American businessman and entrepreneur

Matthew J. Brouillette (/briːˈjɛt/ bree-YET-') is an American businessman and entrepreneur who is the founder and president of Commonwealth Partners Chamber of Entrepreneurs, a 501(c)(6) membership organization based in Harrisburg, Pennsylvania. He is the former president and CEO of the Commonwealth Foundation for Public Policy Alternatives, a free-market think tank in Pennsylvania. He served in that position from February 2002 through June 2016.

== Personal life ==
Brouillette was born on September 20, 1969, in Iowa City, Iowa. Prior to joining the Commonwealth Foundation, Brouillette spent seven years teaching history and coaching football and baseball at the high school and middle school levels. He is married and has four children.

== Education ==
Brouillette received his Bachelor of Arts (B.A.) degree in U.S. history and education from Cornell College and earned a master of education (M.Ed.) from Azusa Pacific University and a Master of Arts (M.A.) in history from the University of San Diego. He is ABD in his doctorate (Ph.D.) work in Public Policy and Administration from Walden University.

== Commonwealth Foundation ==
Brouillette was appointed president and CEO of the Commonwealth Foundation in February 2002 after spending the previous four years with the Mackinac Center for Public Policy.

In 2010, Politics Magazine named Brouillette as one of the top 50 Republican Influencers. The Pennsylvania Report named him to the 2009 "The Pennsylvania Report 100" list of influential figures in Pennsylvania politics and noted that his think tank "continues to expand its influence among Republicans in the state capital" and that a Republican victory in the 2010 gubernatorial election "will see his think tank’s ideas and opinion pieces turn into real policy."

== Other affiliations ==
His other affiliations include serving as a board member of the REACH Foundation, a Pennsylvania school choice advocacy organization, and the Joshua Group, a Harrisburg nonprofit ministry serving at-risk youth.
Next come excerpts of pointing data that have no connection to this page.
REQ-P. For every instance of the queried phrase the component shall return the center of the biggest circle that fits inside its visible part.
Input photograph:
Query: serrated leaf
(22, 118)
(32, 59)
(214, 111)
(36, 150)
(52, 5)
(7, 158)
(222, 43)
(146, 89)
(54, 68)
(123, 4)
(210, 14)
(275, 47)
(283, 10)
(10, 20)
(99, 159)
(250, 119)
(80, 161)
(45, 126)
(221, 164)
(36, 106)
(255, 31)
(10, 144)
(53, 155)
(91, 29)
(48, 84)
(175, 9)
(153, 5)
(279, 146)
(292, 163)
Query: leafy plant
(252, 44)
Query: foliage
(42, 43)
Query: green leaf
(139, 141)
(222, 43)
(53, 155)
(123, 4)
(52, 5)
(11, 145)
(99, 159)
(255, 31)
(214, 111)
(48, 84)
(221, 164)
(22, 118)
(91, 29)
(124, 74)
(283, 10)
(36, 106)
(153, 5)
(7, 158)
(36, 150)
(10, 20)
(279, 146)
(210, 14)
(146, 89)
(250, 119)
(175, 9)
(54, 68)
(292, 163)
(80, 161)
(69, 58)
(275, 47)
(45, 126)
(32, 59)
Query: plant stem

Previously, he served on an advisory board for the Economics Department at Duquesne University, on an advisory council of the E. G. West Centre for Market Solutions in Education at the University of Newcastle upon Tyne in England, on an advisory committee for the New York City-based Atlantic Legal Foundation, and as an advisory board member for the American Academy for Liberal Education in Washington, D.C., a national organization dedicated to strengthening and promoting liberal education through accreditation and research.